FileZilla is a reliable, easy-to-use cross-platform tool to help you get CSV files transferred to a destination data warehouse such as Amazon Redshift, Amazon Athena, Redshift Spectrum, or BigQuery.

What Is FileZilla?

FileZilla is open source software, which means it is distributed free of charge under the terms of the GNU General Public License. You can get client software for Mac, Windows, and Linux operating systems. The following are a few key features of FileZilla:

Supports FTP, FTP over SSL/TLS (FTPS), and SSH File Transfer Protocol (SFTP)
The PRO version also supports WebDAV or Amazon S3 and Azure cloud services
Cross-platform. Runs on Windows, Linux, Mac OS X and more
Supports resume and transfer of large files >4GB
Graphical user interface
Transfer files to AWS Redshift, AWS Athena, AWS Redshift Spectrum or Google BigQuery

FileZilla can deliver CSV data directly to the Openbridge batch Data Pipeline Service (DPS). When you upload CSV files with FileZilla the batch service will automatically clean, convert and route your data to target warehouses. Each batch pipeline includes automated schema, table, and view creation/versioning as well as de-duplication routines.

Getting Started

The guide assumes you have an Openbridge account and have set up a batch data pipeline. In this guide, we will show you an example of how to transfer Salesforce data to a pipeline called loyalty_purchases . The pipeline had been configured during the setup process to load data to a target table called loyalty_purchases within a Redshift data warehouse. This process will simply show how loading data to the target upload location will trigger the import to your data warehouse.

Step 1: Install Filezilla

The first step is to download and install the software. If you need an install guide, FileZilla provides a pretty good one here.

Once you have the software installed, proceed to Step 2.

Step 2: Launch And Configure Filezilla

Open the software. Next, you want to add a new site in the Site Manager: File → Site Manager. Enter the connection details you received when you set up your Openbridge batch data pipeline:

Host: pipeline-01.openbridge.io
Select SFTP for Protocol
Port: 22 or 443 (Note: port 443 is often used in the event a corporate firewall blocks outbound connections on port 22 )
Logon Type: normal
User: yourusername
Password: yourpassword

You will now be able to connect to the server! Next, we will transfer Salesforce data to your loyalty_purchasesdata pipeline.

Step 3: Connect and Transfer

With your software configured, you are ready to connect and start your first transfer.

When you log in you will see a folder called /loyalty_purchase and /testing. There are two important concepts relating to where you are uploading data.

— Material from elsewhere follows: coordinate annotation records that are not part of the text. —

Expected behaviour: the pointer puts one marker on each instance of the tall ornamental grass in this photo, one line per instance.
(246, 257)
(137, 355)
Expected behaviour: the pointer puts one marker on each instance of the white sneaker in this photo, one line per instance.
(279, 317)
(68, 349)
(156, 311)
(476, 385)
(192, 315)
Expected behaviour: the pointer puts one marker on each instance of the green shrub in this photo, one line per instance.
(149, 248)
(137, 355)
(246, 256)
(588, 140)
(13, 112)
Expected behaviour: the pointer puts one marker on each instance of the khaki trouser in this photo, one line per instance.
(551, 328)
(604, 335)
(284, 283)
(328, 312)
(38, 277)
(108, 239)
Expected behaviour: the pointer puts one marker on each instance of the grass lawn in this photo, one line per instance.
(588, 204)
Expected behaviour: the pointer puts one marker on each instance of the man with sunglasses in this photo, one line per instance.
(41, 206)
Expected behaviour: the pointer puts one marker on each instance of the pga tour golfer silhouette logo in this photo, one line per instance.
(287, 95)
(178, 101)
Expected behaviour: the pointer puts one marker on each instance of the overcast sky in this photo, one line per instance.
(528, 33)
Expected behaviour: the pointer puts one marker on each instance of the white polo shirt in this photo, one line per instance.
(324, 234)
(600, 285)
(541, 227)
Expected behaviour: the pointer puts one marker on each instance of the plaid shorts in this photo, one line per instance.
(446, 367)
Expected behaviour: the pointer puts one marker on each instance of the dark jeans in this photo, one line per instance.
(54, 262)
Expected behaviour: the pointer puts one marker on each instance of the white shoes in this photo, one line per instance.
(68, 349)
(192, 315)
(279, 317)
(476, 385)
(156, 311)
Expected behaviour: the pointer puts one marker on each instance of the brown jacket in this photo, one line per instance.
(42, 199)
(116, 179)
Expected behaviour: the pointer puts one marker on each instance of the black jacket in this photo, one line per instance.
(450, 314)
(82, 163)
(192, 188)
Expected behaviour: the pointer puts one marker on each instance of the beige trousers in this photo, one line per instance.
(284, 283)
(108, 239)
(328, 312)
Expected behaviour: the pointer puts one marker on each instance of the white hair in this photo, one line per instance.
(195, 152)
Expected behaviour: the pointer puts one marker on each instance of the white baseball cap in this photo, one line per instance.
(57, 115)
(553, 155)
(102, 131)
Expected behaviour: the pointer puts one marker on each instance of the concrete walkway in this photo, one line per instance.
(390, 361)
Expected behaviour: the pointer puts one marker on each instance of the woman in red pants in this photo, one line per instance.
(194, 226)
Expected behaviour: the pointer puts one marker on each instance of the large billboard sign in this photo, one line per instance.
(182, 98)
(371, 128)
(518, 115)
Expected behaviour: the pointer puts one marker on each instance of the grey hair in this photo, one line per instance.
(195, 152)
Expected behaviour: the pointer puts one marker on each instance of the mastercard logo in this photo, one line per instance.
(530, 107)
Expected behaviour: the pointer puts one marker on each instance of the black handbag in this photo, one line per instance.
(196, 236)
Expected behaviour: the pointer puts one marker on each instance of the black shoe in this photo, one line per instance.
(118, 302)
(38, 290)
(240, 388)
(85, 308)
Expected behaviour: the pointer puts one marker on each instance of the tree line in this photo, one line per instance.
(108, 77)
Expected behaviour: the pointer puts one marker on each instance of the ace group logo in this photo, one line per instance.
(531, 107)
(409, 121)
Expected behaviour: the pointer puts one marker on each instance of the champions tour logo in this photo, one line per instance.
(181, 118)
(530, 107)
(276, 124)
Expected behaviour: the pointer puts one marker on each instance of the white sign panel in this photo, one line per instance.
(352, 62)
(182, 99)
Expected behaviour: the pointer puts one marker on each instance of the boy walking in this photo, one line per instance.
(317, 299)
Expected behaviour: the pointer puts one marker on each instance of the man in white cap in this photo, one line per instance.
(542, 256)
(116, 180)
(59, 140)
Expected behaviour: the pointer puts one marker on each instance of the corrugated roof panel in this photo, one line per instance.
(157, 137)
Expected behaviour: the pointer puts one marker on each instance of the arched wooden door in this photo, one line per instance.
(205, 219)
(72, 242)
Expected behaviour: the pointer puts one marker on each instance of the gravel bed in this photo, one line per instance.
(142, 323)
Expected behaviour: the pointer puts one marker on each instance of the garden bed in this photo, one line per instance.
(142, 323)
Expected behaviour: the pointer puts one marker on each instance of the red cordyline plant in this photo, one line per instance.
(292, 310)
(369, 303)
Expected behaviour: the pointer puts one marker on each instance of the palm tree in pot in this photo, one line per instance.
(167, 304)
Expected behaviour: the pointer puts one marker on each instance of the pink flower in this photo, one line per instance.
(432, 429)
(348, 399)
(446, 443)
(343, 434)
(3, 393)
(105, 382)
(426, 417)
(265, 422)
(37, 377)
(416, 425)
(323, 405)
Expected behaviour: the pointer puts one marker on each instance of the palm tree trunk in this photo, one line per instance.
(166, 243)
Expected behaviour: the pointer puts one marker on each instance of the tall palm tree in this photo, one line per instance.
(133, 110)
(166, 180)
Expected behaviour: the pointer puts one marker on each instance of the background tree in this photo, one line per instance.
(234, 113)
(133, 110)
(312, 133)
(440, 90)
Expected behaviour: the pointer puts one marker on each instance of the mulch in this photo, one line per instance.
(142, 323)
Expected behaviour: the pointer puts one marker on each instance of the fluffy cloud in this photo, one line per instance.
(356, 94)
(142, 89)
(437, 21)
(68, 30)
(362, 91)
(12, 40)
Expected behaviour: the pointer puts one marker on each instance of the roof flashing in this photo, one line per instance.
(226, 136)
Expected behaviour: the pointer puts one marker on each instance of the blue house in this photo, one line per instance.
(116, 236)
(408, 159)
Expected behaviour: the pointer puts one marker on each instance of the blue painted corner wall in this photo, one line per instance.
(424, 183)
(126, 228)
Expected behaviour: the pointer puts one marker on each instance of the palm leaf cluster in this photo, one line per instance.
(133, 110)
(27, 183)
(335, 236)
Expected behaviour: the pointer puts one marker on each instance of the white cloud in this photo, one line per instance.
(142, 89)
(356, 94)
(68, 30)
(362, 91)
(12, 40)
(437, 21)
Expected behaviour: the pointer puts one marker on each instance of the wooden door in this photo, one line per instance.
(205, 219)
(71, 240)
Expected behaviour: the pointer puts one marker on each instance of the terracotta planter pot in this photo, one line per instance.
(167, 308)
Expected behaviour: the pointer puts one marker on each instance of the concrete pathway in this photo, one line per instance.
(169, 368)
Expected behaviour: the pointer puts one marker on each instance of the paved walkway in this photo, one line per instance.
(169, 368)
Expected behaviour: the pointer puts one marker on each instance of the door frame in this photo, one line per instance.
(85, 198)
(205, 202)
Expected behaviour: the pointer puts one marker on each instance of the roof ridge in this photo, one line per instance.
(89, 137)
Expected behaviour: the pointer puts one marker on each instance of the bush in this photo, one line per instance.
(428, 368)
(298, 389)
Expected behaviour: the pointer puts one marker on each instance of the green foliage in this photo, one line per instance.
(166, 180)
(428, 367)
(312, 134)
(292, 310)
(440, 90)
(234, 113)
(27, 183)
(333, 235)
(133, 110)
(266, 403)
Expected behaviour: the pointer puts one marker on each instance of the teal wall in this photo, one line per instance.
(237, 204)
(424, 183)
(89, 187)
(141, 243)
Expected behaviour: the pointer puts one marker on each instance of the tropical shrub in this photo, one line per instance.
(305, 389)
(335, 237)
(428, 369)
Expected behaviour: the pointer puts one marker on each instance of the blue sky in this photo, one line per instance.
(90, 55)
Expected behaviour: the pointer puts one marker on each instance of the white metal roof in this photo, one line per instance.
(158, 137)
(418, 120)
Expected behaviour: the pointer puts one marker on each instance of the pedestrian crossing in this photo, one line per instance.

The /testing directory is where you can experiment and test your file transfers. This is your sandbox. The /testing directory allows you to upload data without it getting processed and loaded to a warehouse.

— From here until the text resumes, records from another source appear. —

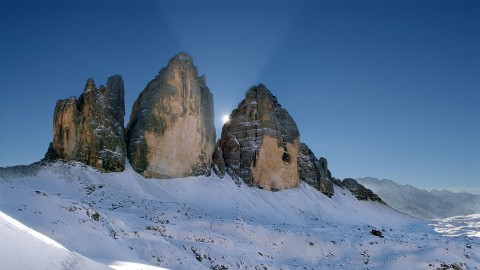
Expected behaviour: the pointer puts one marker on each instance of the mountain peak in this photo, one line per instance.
(181, 57)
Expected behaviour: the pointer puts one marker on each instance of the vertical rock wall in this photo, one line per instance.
(171, 132)
(90, 129)
(260, 143)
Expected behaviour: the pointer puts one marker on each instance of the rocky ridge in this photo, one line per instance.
(171, 132)
(314, 171)
(90, 129)
(260, 142)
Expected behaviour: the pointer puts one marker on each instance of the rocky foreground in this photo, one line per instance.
(125, 221)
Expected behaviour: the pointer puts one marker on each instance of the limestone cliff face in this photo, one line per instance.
(171, 132)
(90, 129)
(260, 143)
(359, 191)
(314, 171)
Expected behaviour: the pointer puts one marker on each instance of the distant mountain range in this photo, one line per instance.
(421, 203)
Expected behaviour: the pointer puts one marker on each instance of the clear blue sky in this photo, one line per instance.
(389, 89)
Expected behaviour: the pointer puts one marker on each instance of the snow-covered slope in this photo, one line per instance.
(211, 223)
(24, 248)
(421, 203)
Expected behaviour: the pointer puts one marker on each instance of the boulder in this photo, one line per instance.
(171, 132)
(260, 143)
(90, 129)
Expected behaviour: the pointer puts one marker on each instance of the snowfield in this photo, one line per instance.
(70, 216)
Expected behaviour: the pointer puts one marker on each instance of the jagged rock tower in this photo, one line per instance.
(90, 129)
(314, 171)
(260, 143)
(171, 132)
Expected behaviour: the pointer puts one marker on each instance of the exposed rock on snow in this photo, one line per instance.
(90, 129)
(260, 143)
(218, 163)
(171, 131)
(314, 171)
(360, 192)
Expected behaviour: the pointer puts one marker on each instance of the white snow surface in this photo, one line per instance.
(93, 220)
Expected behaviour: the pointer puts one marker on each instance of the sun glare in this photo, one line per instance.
(225, 118)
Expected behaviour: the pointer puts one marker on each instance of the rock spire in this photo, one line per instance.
(90, 129)
(171, 132)
(260, 143)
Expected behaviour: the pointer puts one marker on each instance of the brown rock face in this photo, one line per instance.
(260, 143)
(171, 132)
(90, 129)
(314, 171)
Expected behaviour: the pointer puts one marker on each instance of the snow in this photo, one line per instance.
(421, 203)
(125, 221)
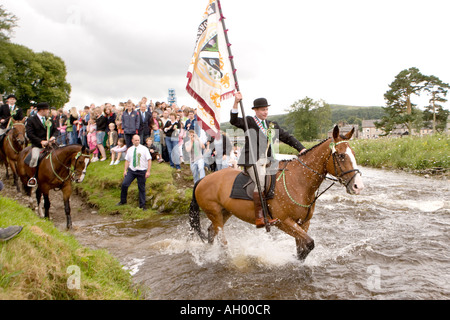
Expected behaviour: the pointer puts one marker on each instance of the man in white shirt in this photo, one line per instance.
(138, 163)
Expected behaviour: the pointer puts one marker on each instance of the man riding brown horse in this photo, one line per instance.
(258, 147)
(41, 132)
(9, 111)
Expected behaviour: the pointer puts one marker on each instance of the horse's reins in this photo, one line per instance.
(9, 140)
(339, 178)
(336, 162)
(71, 171)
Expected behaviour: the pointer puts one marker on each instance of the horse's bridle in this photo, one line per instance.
(336, 165)
(339, 177)
(335, 155)
(71, 171)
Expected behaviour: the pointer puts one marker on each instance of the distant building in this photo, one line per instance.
(369, 131)
(344, 129)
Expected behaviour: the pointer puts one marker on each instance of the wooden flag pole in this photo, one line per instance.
(258, 183)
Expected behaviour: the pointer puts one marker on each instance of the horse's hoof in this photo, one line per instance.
(303, 252)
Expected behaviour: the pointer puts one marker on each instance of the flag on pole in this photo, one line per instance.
(210, 75)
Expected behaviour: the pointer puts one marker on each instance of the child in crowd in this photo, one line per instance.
(92, 139)
(112, 136)
(62, 133)
(194, 148)
(153, 151)
(118, 151)
(157, 138)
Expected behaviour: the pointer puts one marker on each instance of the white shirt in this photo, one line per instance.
(142, 157)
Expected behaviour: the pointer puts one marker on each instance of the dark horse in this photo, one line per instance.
(56, 170)
(11, 144)
(295, 191)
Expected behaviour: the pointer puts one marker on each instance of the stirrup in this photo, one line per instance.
(32, 182)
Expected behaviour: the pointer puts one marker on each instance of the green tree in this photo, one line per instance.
(309, 119)
(435, 116)
(30, 76)
(8, 22)
(399, 109)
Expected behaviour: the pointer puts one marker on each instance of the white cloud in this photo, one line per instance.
(345, 52)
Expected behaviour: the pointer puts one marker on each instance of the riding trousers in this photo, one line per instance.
(261, 167)
(35, 152)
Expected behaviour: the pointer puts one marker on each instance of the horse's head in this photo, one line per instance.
(342, 163)
(80, 164)
(18, 132)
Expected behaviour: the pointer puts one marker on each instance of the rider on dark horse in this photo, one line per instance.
(41, 132)
(258, 149)
(9, 110)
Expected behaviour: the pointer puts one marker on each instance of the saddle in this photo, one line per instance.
(243, 187)
(42, 155)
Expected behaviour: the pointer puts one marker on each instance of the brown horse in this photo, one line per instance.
(56, 170)
(295, 191)
(12, 143)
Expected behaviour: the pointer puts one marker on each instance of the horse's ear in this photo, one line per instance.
(349, 134)
(335, 132)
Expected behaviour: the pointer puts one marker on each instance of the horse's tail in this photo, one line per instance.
(194, 215)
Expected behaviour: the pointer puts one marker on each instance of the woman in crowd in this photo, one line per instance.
(101, 123)
(171, 129)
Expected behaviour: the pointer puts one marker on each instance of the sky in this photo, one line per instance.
(343, 52)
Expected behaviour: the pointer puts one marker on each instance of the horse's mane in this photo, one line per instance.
(310, 149)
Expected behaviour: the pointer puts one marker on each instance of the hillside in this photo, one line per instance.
(349, 114)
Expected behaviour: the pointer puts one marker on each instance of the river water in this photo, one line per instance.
(391, 242)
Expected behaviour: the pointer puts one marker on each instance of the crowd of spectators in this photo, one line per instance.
(172, 134)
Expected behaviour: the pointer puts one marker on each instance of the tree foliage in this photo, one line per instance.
(8, 22)
(309, 119)
(399, 110)
(435, 116)
(38, 77)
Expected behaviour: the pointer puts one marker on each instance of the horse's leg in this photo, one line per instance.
(15, 176)
(305, 244)
(38, 199)
(47, 205)
(215, 213)
(67, 191)
(213, 231)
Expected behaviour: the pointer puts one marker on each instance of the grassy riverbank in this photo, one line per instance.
(38, 263)
(429, 154)
(419, 154)
(168, 191)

The /loyalty_purchases folder is your production delivery location. Only push the data you configured in the batch setup process to this location. This reflects the data you want to be loaded into a loyalty_purchases table in your target data warehouse destination.

In our example above, we transferred all of our *_salesforce_click.zip data to our /loyalty_purchases production location. In this example, we transferred 15 files that totaled close to 74MB. All 15 files will be processed and loaded into your target warehouse destination.

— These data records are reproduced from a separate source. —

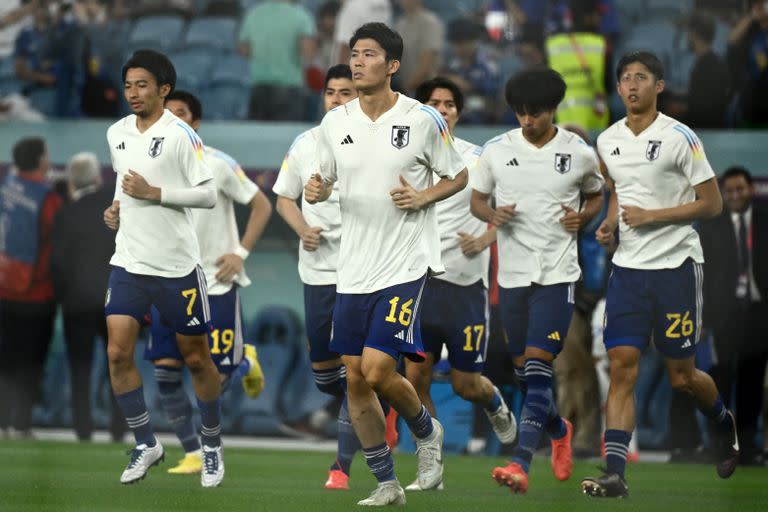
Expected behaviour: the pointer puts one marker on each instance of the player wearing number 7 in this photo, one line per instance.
(540, 175)
(661, 182)
(223, 255)
(383, 149)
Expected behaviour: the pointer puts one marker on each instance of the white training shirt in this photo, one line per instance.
(656, 169)
(217, 228)
(534, 247)
(316, 267)
(381, 245)
(154, 239)
(454, 215)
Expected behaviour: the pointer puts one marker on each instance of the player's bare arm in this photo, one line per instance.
(708, 203)
(317, 189)
(408, 198)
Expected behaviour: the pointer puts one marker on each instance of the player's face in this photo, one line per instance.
(181, 110)
(442, 100)
(338, 92)
(370, 69)
(738, 193)
(638, 88)
(142, 92)
(535, 125)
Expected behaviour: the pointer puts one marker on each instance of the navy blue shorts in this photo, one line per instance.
(664, 304)
(387, 320)
(456, 316)
(182, 302)
(318, 317)
(536, 316)
(225, 339)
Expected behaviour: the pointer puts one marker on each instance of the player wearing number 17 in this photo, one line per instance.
(161, 172)
(540, 174)
(661, 182)
(383, 148)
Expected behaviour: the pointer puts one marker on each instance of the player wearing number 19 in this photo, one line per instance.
(383, 149)
(541, 174)
(161, 172)
(223, 255)
(662, 182)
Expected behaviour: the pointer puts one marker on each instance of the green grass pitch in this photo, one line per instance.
(37, 476)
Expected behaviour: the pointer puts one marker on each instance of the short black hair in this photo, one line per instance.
(156, 63)
(382, 34)
(193, 104)
(27, 153)
(534, 91)
(702, 26)
(425, 89)
(647, 59)
(736, 171)
(337, 71)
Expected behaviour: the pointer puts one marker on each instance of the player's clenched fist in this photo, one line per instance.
(316, 190)
(112, 216)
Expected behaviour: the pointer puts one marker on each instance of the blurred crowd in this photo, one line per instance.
(265, 59)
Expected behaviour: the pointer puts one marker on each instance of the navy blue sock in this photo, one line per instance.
(537, 409)
(136, 415)
(421, 424)
(380, 462)
(176, 405)
(495, 402)
(616, 448)
(332, 381)
(210, 418)
(348, 443)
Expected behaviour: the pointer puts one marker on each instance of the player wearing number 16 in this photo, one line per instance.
(161, 173)
(383, 149)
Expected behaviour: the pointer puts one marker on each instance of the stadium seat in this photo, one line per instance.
(213, 32)
(160, 32)
(231, 69)
(226, 101)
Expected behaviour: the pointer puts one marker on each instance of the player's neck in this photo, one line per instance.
(376, 103)
(637, 123)
(145, 123)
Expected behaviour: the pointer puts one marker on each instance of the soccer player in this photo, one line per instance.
(541, 174)
(455, 311)
(383, 148)
(319, 228)
(661, 182)
(161, 171)
(223, 255)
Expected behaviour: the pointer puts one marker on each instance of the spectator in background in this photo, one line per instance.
(82, 248)
(748, 54)
(277, 37)
(28, 206)
(474, 71)
(353, 14)
(581, 57)
(423, 37)
(706, 102)
(735, 301)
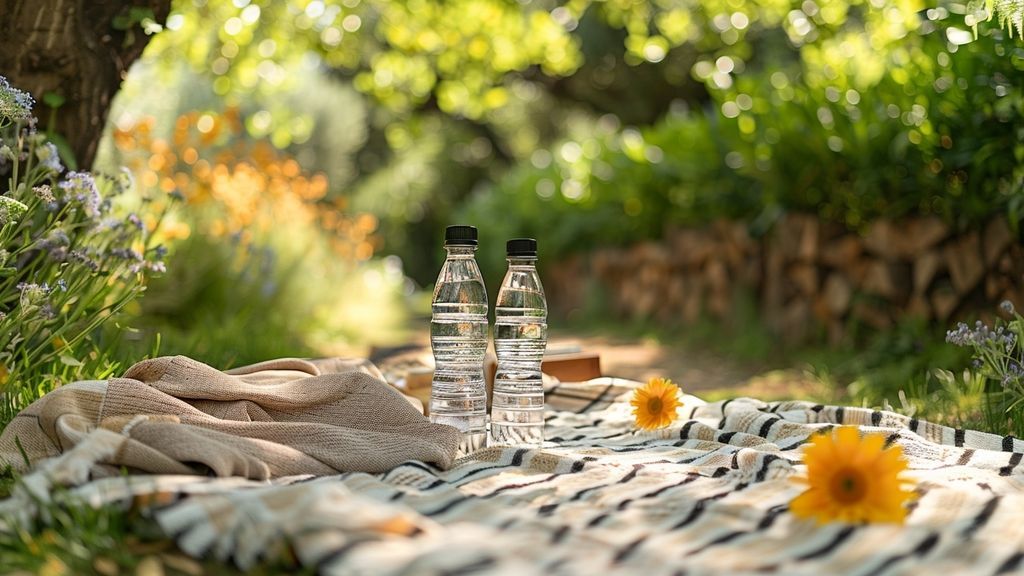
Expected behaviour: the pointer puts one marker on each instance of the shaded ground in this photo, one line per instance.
(700, 372)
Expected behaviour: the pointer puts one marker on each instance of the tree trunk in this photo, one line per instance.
(79, 50)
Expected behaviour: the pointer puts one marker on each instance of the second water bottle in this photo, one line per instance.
(520, 337)
(459, 340)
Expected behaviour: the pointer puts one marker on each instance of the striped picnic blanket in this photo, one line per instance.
(707, 495)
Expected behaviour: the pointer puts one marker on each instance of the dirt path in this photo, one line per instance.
(702, 373)
(699, 372)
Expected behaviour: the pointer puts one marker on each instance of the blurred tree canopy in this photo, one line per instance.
(657, 111)
(852, 109)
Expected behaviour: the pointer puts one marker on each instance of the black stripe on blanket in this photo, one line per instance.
(1012, 564)
(921, 549)
(1014, 460)
(983, 517)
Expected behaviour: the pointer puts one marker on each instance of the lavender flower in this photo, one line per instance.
(981, 335)
(84, 259)
(14, 105)
(45, 194)
(32, 293)
(48, 157)
(10, 210)
(82, 188)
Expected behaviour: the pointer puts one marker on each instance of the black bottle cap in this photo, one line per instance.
(521, 247)
(460, 236)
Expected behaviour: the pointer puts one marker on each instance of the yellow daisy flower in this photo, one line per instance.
(654, 404)
(852, 480)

That's it! Your salesforce_click data will make its way to the loyalty_purchases table in about 5-10 minutes.

With your Salesforce data exported and successfully loaded into your data warehouse, connect your favorite data visualization tools like Tableau, Power BI, Qlik, Looker, Mode Analytics, AWS QuickSight, and many others for unified data analysis, visualizations, and reporting of your salesforce_click (or any other CSV!) data.